Charles Brown CharlesB at CNCL.ci.detroit.mi.us
Fri Dec 17 13:06:46 PST 1999



>>> Doug Henwood <dhenwood at panix.com> 12/17/99 03:08PM >>>
Charles Brown wrote:


>Charles: If we could get a huge fraction of the population to think
>of capitalism as organized crime, that would be one giant step for
>humankind toward socialist consciousness.

Which project conspiracy theories actually hinder, since they imply that there's some virtuous norm from which the conspiracy is an exception - and if we could just let that norm flourish, all would be well. If it weren't for the Bilderbergers, capitalism would be ok, eh?

((((((((((

CB: The idea is exactly that conspiracies are the norm not the exception. In organized crime, conspiracy is the norm , not the exception. Gangsters are in a permanent and continuous conspiracy. Teach that capitalists are gangsters.

It is a lot easier step from "If they killed Kennedy they could kill anybody " to "Hey, wait a minute. If they killed Kennedy, they already have and are still killing a lot of other people secretly, and doing a lot of other dirty stuff." ; than " a lone nut killed Kennedy" to " the ruling class kills lots of people."

I'd even say the assassination of Kennedy was one of the things that contributed to the disilluionment with the system manifested in the later 60's. Most of the American people knew at some level that the assassination demonstrated how normal that type of thing was in the system.

And for those who think of reference to crisis as an indication of phobia, the assassination was also evidence of a crisis within the ruling class, just as the institution of fascism in other periods was an indication of crisis.

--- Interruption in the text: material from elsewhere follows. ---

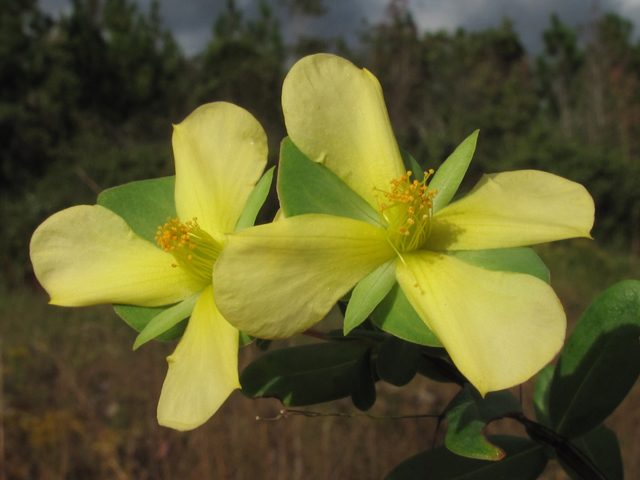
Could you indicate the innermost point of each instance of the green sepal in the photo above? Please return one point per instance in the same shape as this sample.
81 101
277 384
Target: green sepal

The whole thing is also a congame, pretending to be normally virtuous, but actually normally viceful. "Going" to capitalism is like going to a casino: The odds are rigged against you NORMALLY. Most people will only come to this conclusion by an accumulation of evidence of individual "conspiracies", "scandals". The sense that something is fundamentally rotten in the "state of Denmark" is a necessary but not sufficient condition for people wanting to change the system.